Outdoor Alliance Policy Director, Louis Geltman

“Outdoor Alliance is grateful for the Energy and Natural Resources Committee’s work to advance important bills for the recreation community. Effectively managing our public lands and waters requires both conservation and sound policy guidance. We are pleased that America’s Outdoor Recreation Act will provide improved management for climbing and mountain biking; enhance the ways that land managers and agencies account for recreation, and invest in equity through the Outdoor Recreation Legacy Partnership and by making facilitated access experiences available to more Americans. We are also tremendously pleased by the committee’s attention to protecting critical landscapes for conservation and recreation, including through the CORE Act, Wild Olympics, and the Smith River NRA Expansion Act.”

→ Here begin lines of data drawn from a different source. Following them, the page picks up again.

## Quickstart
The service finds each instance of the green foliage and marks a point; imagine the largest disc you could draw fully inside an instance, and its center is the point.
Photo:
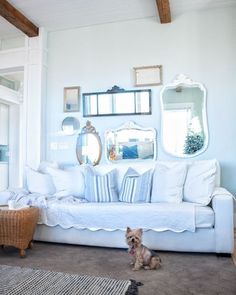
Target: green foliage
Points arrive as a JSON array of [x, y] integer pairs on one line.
[[193, 143]]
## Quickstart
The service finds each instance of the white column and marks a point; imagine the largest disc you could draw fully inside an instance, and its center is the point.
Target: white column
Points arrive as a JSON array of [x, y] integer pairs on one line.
[[34, 101]]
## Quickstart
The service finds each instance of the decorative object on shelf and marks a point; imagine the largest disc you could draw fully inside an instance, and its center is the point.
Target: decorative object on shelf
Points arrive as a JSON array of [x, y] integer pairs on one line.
[[117, 101], [70, 125], [130, 142], [148, 76], [184, 118], [72, 99], [89, 146]]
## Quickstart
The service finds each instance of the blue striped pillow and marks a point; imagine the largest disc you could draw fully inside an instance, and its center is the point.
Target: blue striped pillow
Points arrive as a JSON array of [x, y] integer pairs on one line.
[[100, 188], [136, 188]]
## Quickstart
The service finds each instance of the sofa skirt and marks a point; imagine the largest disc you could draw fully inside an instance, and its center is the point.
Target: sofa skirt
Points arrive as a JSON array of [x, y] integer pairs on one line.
[[203, 240]]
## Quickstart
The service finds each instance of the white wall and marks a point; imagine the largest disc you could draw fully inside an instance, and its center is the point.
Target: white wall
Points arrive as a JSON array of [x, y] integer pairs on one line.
[[201, 45]]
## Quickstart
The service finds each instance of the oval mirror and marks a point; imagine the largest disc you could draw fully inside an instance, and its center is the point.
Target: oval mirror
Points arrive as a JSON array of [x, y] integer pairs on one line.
[[184, 118], [70, 125], [88, 147], [130, 142]]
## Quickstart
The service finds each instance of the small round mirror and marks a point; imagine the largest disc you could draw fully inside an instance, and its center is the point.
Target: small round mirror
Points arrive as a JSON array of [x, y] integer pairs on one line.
[[89, 147], [70, 125]]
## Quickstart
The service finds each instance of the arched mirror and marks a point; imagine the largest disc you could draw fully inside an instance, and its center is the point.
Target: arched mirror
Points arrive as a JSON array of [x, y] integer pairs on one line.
[[70, 125], [88, 147], [184, 118], [130, 142]]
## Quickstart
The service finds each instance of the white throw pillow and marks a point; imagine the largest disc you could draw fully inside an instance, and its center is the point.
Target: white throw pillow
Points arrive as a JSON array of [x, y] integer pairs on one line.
[[39, 183], [168, 182], [45, 164], [200, 182], [71, 180]]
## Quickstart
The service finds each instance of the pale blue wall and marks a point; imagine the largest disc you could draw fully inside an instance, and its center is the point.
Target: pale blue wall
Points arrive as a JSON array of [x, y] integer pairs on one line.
[[201, 45]]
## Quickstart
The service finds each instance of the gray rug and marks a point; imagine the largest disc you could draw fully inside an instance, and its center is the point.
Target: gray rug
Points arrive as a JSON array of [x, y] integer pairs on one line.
[[27, 281]]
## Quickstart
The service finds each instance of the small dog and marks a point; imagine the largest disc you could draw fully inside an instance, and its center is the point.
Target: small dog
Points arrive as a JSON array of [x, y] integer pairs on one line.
[[142, 256]]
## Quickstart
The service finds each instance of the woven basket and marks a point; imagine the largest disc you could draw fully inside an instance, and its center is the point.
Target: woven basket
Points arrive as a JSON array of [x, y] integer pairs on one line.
[[17, 227]]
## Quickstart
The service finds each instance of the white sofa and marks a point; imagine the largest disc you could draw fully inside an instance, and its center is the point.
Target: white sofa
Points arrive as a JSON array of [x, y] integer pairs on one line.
[[214, 225]]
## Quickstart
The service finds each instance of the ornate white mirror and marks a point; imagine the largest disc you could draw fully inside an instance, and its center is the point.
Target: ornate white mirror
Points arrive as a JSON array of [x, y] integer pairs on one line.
[[184, 119], [88, 147], [130, 142]]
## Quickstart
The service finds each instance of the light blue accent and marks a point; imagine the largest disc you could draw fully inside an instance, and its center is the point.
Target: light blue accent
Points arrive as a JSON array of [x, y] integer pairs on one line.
[[100, 188], [136, 188]]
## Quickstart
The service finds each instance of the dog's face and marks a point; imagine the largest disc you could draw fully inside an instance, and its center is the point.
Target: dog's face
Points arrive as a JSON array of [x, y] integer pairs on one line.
[[134, 237]]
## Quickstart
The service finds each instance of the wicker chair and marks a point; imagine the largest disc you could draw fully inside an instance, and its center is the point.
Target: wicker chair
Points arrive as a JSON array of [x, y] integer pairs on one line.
[[17, 228]]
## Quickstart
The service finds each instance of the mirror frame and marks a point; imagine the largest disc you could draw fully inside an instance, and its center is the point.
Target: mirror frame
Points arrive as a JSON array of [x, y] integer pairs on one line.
[[131, 125], [90, 129], [116, 90], [183, 81]]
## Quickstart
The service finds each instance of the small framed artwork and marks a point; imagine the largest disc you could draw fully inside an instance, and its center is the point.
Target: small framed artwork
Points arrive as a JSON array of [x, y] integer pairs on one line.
[[148, 76], [72, 99]]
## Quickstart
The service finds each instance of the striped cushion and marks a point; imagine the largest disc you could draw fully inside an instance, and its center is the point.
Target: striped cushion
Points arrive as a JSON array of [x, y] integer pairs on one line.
[[100, 188], [136, 188]]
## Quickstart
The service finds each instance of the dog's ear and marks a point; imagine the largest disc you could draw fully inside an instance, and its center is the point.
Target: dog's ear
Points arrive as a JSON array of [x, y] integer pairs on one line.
[[140, 232], [128, 230]]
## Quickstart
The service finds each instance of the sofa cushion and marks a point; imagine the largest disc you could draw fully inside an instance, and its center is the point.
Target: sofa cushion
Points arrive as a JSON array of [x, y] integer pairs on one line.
[[168, 182], [136, 188], [39, 183], [100, 188], [200, 182], [70, 181]]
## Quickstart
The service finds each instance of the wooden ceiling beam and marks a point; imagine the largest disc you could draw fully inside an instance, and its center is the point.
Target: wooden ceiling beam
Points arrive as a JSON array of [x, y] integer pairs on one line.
[[17, 19], [164, 11]]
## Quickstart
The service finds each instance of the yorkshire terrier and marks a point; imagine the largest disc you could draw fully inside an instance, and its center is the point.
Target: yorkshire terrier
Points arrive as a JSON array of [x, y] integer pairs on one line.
[[142, 256]]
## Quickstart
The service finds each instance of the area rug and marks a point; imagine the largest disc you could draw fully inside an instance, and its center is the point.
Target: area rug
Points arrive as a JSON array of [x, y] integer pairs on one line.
[[27, 281]]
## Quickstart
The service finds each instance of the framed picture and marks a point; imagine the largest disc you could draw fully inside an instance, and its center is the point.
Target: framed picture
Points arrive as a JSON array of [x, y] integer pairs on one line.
[[71, 99], [148, 76]]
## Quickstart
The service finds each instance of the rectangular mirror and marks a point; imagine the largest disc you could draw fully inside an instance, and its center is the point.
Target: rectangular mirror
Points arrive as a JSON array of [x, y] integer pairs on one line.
[[117, 101]]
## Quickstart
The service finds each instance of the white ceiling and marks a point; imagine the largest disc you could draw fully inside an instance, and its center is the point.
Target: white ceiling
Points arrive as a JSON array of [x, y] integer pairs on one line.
[[66, 14]]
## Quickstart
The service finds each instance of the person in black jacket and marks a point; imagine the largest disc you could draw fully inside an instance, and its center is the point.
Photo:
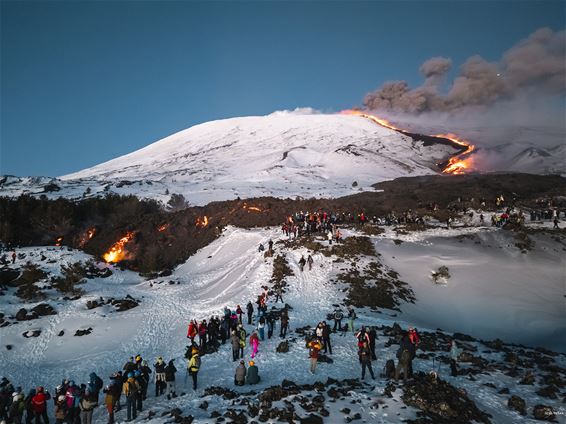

National Forest Recreation Association Executive Director, Marily Reese

“The National Forest Recreation Association strongly supports America’s Outdoor Recreation Act of 2022. The Act will result in unprecedented enhancements of outdoor recreation on our federal lands. NFRA in particular is excited about the Act’s pilot program to modernize federal campgrounds. It takes advantage of public-private partnering to avoid any use of public funds to improve our nation’s aging campgrounds, many of which were constructed in the 1950s and 60s, so they can meet the needs of today’s campers. The result will promote inclusion of more diverse users groups in our outdoor spaces in addition to ensuring facilities allow those with disabilities to fully enjoy the outdoors.” 


Many of the organizations quoted above plan to work with the U.S. Senate Committee on Energy and Natural Resources to make pertinent recommendations and amendments to the bill, secure floor time, and make sure the bill passes quickly.